These big rascals are the biggest grinding wheels or piece of abrasive used in the engine rebuilding business. They range from 18? in diameter up to 40? in diameter. They come in widths from 3/4? up to 3-1/2?. And, just as with every other abrasive, one wheel cannot be expected to do every job in the automotive or diesel world.

You must match the wheel to the material you are grinding. If you are grinding automotive and the journal is less than 35 Rockwell then a traditional medium grade wheel will do the job. If you are grinding harder diesel or performance crankshafts (over 35 Rockwell) then you need a wheel designed specifically for these types of applications.

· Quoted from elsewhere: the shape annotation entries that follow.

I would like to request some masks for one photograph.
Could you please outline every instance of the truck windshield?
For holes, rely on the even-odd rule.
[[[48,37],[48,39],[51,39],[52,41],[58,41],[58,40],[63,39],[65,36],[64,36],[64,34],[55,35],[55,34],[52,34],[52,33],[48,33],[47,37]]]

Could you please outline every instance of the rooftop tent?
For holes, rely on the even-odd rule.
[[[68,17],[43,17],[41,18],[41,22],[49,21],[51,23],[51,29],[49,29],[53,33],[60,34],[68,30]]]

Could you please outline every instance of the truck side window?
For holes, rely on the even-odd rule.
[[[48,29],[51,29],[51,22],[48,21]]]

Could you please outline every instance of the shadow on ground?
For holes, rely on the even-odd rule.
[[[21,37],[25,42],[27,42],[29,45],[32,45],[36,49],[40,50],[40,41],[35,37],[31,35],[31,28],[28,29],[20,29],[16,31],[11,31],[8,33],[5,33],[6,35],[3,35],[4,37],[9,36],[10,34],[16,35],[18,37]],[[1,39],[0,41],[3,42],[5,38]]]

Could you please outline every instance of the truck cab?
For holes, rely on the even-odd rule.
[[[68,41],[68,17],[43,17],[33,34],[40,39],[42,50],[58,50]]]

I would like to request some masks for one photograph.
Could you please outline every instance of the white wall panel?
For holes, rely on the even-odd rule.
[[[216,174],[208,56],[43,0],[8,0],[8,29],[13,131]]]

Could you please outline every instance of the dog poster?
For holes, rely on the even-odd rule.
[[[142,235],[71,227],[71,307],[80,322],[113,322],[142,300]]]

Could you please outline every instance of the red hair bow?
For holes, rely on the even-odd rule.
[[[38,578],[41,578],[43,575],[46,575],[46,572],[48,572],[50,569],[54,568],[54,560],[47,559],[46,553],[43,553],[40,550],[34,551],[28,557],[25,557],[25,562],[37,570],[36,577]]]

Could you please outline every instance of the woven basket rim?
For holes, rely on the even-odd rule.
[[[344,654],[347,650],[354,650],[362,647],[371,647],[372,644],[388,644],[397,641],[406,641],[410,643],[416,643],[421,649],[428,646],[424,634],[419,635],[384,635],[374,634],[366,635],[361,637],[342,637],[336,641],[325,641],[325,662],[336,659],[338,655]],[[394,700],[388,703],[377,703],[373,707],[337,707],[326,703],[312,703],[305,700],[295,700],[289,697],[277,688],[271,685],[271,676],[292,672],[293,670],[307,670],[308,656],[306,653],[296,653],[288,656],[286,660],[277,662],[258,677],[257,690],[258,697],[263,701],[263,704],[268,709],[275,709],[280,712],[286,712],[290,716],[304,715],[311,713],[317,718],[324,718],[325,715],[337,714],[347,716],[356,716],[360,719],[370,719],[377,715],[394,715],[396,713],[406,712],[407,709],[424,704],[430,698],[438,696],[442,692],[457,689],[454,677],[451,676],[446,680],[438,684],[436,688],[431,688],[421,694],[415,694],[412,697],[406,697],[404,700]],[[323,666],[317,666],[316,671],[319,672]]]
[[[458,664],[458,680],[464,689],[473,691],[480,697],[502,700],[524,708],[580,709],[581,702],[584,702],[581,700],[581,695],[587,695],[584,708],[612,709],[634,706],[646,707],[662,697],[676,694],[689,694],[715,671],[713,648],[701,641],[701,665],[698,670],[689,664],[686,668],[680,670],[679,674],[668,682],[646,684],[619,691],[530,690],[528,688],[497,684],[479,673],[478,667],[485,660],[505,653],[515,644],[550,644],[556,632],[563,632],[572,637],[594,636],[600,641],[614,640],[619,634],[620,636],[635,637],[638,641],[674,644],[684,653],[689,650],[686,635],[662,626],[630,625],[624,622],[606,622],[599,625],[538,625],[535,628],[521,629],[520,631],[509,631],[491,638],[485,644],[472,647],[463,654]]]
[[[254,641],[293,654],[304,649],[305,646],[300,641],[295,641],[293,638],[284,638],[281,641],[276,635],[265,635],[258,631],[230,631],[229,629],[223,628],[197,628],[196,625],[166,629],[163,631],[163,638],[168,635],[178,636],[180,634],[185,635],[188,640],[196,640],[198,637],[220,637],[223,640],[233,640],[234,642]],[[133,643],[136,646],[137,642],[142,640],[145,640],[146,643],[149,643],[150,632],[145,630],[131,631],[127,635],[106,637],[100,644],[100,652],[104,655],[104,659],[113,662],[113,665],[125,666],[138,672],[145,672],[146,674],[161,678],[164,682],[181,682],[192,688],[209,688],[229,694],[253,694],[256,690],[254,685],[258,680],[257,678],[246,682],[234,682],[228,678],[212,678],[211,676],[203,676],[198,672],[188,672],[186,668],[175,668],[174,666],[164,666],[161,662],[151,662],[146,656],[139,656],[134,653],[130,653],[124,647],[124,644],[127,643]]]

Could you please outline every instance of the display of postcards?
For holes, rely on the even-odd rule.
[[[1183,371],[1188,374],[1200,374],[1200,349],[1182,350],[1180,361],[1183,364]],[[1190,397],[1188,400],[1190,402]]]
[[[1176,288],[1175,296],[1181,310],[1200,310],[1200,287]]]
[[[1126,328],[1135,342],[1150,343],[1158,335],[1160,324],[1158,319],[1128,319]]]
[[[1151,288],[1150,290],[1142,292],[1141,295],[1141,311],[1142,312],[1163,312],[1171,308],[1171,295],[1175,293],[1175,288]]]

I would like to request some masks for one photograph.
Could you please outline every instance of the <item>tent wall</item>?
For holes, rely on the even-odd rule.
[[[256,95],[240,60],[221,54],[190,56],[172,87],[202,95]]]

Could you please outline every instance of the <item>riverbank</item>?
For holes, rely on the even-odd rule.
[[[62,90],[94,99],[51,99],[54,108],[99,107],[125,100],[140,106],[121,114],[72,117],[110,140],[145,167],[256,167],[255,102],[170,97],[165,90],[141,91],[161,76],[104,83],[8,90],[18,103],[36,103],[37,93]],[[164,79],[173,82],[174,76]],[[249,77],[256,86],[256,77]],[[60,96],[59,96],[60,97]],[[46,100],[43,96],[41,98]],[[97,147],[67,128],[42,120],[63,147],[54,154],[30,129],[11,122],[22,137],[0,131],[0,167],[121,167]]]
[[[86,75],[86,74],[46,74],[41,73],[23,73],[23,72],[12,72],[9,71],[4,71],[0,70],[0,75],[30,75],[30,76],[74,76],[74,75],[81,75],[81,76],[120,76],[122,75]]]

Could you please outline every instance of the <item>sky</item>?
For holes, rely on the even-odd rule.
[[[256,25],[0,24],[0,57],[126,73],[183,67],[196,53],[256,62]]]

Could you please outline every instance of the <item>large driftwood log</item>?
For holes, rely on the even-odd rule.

Grinding wheels will load up so they need a constant flow of clean, high quality coolant and lots of it. A very sharp diamond is an important player to maintain the proper dress to grind.

Crankshaft Polishing

Polishing belts are just what the name says: they are for polishing – PERIOD! I have seen too many shops attempt to correct a poorly ground crankshaft with polishing belts. If the crank is ground correctly then the polishing belt will do its job and improve the finish as well as remove minute imperfections in the journal surface.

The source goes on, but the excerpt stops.